After the event, the consultant apologized, as he should, for not delivering on what he promised, and when I suggested that he forego the final installment because continuing to move forward with him even when he knew it was doing harm to the organization put us further into the hole, and he could have stepped away, suggested a change of course, or something. He agreed, apologized. He then insisted we still pay the last payment, and then suggested he would do a future event for free. You can BET I’m not calling nor referring him again!

Another short story: I’ve had the pleasure of being the consultant behind a bigger consulting firm at a few organizations. This firm does a better job of making the client feel good about the investment, and finishes the contract with everyone in smiles and ready to go! Then the organizations summarily slides the strategic plans, the spreadsheets, the meeting agendas, the analysis etc into the file cabinet and reverts back to the organization they were before. You might say: Oh! But they didn’t leave it worse than they found it. But they did! The organization could have used those thousands of dollars to invest in staff. Instead of paper plans, the consultant could have helped the organization move to actionable steps and goals. For example instead of saying “recruit 5 board members by Q3” on a list of goals the organization now supposedly had the “skills” to complete, the consultant could have walked them through it, and helped secure 1-2 board members, and left “recruit 3 more board members”.

Stacks of paper that will be filed away and forgotten or told to the next consultant “we did that already” is not leaving the organization better than you found it.

Offer counsel every step of the way, even if they are not yet (or will not be) a client.

Even as I was transitioning out of the contract with the organizations from #1, I still offered suggestions and counsel as if I were still a contracted consultant.
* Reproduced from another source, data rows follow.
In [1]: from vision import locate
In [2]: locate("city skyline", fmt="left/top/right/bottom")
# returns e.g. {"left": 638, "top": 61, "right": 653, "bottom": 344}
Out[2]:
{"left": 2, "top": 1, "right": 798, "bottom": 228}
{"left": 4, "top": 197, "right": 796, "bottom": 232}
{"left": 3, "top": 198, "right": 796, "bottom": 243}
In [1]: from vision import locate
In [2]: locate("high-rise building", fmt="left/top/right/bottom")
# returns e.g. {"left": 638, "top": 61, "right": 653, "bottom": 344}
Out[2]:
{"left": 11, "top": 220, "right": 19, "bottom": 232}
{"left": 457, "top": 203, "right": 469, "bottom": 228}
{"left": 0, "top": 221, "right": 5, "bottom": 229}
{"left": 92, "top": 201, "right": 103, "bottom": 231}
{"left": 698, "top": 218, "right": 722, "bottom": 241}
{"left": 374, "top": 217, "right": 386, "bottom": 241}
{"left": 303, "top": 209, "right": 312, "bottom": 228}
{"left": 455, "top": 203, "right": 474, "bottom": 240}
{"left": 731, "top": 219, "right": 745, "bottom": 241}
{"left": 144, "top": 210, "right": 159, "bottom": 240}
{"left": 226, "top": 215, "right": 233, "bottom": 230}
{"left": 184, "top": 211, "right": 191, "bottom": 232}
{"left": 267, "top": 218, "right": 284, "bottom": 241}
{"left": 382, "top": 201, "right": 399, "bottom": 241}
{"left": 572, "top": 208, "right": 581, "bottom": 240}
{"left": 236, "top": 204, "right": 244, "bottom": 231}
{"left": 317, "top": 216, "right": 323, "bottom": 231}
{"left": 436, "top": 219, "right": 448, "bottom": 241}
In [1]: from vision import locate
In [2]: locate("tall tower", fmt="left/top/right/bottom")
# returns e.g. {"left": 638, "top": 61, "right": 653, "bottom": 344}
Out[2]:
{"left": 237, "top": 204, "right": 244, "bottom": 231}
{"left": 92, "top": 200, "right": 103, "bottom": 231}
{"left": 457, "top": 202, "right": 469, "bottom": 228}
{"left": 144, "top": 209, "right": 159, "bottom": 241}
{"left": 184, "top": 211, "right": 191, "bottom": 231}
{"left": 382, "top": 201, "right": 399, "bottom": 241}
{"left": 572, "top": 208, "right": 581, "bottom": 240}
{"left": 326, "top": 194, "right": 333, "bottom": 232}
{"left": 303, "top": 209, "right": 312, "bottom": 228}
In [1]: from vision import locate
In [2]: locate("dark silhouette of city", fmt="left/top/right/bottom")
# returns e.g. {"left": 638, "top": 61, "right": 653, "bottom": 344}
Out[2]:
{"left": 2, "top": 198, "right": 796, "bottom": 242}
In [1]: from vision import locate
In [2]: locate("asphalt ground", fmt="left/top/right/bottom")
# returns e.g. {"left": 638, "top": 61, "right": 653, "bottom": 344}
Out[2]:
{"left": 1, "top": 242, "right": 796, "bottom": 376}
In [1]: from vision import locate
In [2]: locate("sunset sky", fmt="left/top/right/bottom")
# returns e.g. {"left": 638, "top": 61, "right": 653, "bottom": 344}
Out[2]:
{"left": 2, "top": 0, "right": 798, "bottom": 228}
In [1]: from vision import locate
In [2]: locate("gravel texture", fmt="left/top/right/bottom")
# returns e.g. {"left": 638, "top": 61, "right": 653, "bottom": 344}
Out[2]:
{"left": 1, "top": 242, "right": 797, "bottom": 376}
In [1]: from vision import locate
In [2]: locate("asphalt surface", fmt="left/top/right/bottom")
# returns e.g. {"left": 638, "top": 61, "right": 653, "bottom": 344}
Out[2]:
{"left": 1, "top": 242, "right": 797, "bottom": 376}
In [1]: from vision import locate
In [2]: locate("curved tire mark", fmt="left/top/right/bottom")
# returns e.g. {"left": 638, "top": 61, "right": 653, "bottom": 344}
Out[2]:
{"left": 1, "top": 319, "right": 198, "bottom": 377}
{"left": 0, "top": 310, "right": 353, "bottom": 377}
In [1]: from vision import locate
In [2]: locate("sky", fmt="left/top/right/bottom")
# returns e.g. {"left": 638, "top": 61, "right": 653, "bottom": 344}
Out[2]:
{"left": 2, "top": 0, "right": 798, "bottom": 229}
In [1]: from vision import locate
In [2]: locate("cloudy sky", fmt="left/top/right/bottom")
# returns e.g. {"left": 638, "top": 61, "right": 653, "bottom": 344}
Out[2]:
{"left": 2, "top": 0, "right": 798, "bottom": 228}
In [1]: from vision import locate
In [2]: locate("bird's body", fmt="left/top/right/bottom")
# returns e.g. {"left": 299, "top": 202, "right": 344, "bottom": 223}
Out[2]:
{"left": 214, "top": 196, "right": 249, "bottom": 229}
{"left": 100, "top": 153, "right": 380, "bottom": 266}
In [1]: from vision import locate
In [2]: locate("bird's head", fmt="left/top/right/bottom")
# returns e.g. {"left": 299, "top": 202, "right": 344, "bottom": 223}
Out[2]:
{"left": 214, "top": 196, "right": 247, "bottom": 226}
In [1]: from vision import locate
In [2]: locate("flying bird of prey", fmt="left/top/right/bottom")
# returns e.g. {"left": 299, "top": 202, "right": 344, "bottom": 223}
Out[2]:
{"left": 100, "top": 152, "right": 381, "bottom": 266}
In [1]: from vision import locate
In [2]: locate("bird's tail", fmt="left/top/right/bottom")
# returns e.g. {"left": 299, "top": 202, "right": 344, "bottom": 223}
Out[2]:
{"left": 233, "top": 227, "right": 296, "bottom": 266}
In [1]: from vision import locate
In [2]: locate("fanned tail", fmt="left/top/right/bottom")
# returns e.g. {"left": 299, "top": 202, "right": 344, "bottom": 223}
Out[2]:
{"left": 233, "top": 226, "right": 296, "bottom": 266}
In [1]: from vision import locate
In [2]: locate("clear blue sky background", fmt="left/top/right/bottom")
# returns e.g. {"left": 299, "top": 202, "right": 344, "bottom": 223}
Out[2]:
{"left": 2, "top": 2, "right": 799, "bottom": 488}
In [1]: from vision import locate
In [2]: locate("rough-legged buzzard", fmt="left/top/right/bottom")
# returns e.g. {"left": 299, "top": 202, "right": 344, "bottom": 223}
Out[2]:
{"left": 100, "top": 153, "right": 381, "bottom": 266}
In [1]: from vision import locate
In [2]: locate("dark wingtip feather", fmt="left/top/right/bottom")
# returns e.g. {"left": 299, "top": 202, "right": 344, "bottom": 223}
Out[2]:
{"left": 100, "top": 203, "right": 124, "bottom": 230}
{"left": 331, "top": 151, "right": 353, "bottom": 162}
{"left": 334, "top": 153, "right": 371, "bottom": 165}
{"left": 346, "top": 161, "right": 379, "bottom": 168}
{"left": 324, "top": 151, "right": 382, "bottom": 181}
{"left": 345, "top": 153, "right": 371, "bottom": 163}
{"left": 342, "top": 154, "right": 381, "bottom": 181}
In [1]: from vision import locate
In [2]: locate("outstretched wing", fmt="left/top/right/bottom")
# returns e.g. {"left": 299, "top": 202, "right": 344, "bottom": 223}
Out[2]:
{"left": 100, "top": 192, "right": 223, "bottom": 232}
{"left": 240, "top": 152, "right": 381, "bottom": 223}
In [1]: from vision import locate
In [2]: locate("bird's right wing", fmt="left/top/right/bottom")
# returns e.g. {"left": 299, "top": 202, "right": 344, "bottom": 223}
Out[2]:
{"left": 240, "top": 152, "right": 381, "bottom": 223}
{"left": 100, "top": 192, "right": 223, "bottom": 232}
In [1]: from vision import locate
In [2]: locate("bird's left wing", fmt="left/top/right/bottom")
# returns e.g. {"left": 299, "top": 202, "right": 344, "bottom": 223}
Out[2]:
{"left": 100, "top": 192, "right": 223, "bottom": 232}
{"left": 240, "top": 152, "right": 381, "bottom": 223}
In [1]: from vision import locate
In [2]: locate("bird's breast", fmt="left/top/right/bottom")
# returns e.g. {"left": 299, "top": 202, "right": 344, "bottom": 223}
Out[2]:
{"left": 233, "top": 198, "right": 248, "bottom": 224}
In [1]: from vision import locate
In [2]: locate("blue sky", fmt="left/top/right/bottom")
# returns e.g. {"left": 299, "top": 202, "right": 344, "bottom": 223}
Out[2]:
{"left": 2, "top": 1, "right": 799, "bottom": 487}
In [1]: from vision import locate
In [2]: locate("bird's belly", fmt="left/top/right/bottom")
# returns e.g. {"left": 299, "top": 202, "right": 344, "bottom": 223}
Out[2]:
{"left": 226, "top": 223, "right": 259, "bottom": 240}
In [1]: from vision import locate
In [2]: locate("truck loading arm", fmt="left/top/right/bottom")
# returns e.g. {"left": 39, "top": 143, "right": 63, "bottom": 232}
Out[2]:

It’s true, working with cultural organizations is truly my heart-work, and I guess you could say I happen to get paid part of the time for it :). It feeds into my #2, leaving the organization better than I found it. And, I just find that if folks listen to the one or two little nuggets, they’ll feel good about me, and maybe we’ll one day work together. Even if not, I’m still trying to make sure they win. We desperately need culture to win more these days, you know?